Phoebe had a visit to the hospital on Wednesday for blood work, an EKG, a lumbar puncture with chemo, and a visit with the doctors. 

Only in the world of cancer treatment can things be described as well and they are described this way. Phoebe looks well, she is still running around after her sister and telling the nurses exactly what she thinks. She is feisty and full of spunk but there is more to Phoebe than meets the eye. Today her platelets and hemoglobin are dropping, she is close to needing a blood transfusion, she is neutropenic, meaning she has nothing to fight off infections, her EKG was slightly elevated, markers that signify tissue and cell damage are high - this could mean leukemia or it could mean that the drug is doing what we hope and breaking down the leukemia cells. We are hopeful it means the latter, we believe that it does as all of Phoebe's other levels are normal, but it is so hard not to worry. The worry is only compounded because we are exhausted. We are also homesick. Overwhelmed. Anxious. Scared. It is just hard. We need some good news and a real sign that this drug is working but there is no plan in place to test this until the beginning of September with the very end of this cycle. Patience is not a strength I have but something I have been working on for the past almost 4 years. 

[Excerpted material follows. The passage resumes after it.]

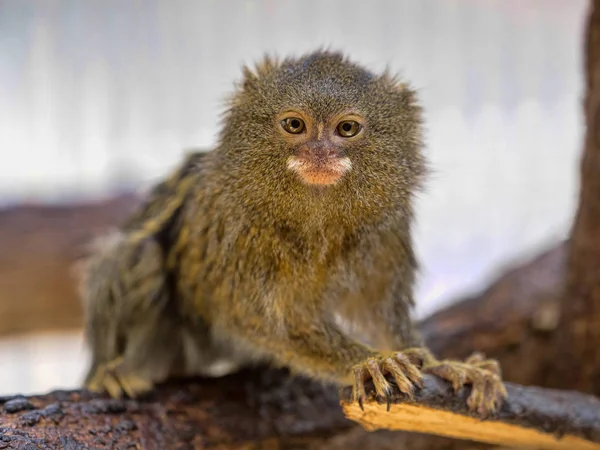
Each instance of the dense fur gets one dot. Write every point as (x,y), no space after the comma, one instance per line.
(234,258)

We have had a string of bad luck here in Denver to add to the stress of our everyday. Last night our rental car was broken into. They didn't really take anything, just a spray bottle of kid's sunscreen and Jon's sunglasses. It could be worse. They did make a point of using the spray bottle to decorate the interior and exterior of the car with sunscreen though. That was nice of them. Last week this same rental car was towed and because it is a rental, it took two days and too much money to release it. I often say that our life is manageable because everything outside of Phoebe being sick is relatively okay. Lately though, the small stuff is becoming big stuff and we are struggling to cope. 

Sometimes the stress is palpable. I can feel it. It makes my head ache, my chest hurt and my mind race. Despite all of this we continue to breath in and out and put one foot in front of the other. It is the only option, but I long for a day when I no longer cling desperately to hope. When things are not so precarious. 

I am thankful that we are here and I do not take for granted that we have this chance - it is a good and promising chance, but sometimes the bright light that we seek at the end of this long tunnel seems too dim and far away. Today is just one of those days. 

We are back at the hospital tomorrow to repeat the EKG - the EKG is done regularly because some of the adult patients experienced mild heart changes while on the study drug. We need it to be normal. We are in again on Friday for more blood work and to see if Phoebe needs blood products before the weekend. I hope not. I hope to see count recovery, a healthy heart and a sign that we are on the right path.